The Deep End of the Ocean is a novel by Jacquelyn Mitchtard dealing with themes of family and multiculturalism. Beth Cappadora's son Ben is kidnapped and she experiences a mental breakdown. Years later, a boy comes to the door asking to mow her lawn and, gradually, Beth discovers that the boy Ben, who ended up in a Greek home nearby after his kidnapper was committed to a mental asylum. The book recounts Ben's conflicts with his mother and brother and his struggle to reintegrate with his birth family.
Aside from ethnicity, there is an underlined theme in the story about women's empowerment as Beth awakens from her nine-year depression to argue with Pat about how to deal with Ben's dual-ethnic and family identity. Once Beth finds Ben she also finds her own inner strength, and argues with Pat about the terms that Ben must obey in order to become integrated into the family. Pat wants Ben to abandon what he thought was his name, ethnic identity, and his father. Beth wants her son to be happy and feels that forcing Ben to abandon the past nine years of his life will only drive him away, both physically and emotionally.

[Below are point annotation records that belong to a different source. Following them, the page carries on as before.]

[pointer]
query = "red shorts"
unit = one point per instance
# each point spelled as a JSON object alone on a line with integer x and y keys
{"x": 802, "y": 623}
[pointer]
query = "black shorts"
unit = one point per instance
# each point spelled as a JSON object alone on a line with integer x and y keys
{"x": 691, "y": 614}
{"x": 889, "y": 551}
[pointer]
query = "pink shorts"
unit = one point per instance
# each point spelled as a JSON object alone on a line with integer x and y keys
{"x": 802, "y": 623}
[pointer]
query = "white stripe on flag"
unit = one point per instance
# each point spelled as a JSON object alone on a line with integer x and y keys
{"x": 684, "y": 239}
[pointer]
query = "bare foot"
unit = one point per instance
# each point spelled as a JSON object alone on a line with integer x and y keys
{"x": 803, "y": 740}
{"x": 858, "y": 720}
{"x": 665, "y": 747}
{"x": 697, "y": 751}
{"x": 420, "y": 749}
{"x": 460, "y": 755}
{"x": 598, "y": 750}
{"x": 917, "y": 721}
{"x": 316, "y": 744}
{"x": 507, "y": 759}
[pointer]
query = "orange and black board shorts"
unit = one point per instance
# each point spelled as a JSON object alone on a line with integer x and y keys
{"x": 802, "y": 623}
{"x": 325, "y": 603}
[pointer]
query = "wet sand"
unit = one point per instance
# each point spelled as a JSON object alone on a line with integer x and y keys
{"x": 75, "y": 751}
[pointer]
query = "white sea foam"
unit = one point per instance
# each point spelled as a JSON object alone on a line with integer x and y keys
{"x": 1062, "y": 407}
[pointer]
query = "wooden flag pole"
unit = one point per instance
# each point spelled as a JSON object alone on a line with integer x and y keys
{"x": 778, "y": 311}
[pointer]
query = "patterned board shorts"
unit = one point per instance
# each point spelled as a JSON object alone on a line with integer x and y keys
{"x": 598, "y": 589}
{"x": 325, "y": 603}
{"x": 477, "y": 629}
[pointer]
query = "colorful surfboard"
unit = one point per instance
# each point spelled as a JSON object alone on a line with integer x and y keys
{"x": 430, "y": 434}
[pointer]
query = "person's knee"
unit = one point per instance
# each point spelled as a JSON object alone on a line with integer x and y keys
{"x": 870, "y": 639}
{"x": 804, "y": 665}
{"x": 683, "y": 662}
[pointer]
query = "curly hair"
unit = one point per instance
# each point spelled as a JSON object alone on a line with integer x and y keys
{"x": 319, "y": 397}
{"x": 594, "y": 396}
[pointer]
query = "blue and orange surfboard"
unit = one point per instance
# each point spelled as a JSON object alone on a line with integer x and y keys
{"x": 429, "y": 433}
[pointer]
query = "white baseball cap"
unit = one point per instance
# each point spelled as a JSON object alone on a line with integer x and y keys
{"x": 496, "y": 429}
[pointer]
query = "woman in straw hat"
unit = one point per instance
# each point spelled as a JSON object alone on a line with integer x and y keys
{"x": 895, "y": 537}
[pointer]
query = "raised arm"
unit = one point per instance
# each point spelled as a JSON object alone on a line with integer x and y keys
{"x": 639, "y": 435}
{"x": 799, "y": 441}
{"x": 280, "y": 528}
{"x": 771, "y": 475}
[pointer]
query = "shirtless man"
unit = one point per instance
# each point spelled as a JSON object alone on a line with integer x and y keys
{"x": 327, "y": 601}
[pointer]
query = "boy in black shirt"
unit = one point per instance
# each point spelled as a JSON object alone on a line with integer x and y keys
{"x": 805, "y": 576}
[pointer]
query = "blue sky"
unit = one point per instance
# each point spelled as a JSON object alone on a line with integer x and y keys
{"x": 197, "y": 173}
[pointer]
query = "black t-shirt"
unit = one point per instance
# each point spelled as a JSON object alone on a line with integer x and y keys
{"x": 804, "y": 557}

Vincent sees the presence of Ben as a symbol of his own guilt at allowing his younger brother to be kidnapped, and a symbol of the anger that he has built up over the past nine years in living with parents that were too caught up in their grief to give him the love and attention that he needed. His younger sister seems the most well-adjusted of the children, but that is because she was too young to remember Ben. Vincent and Pat filled in the role as parents when Beth was trapped in her depression.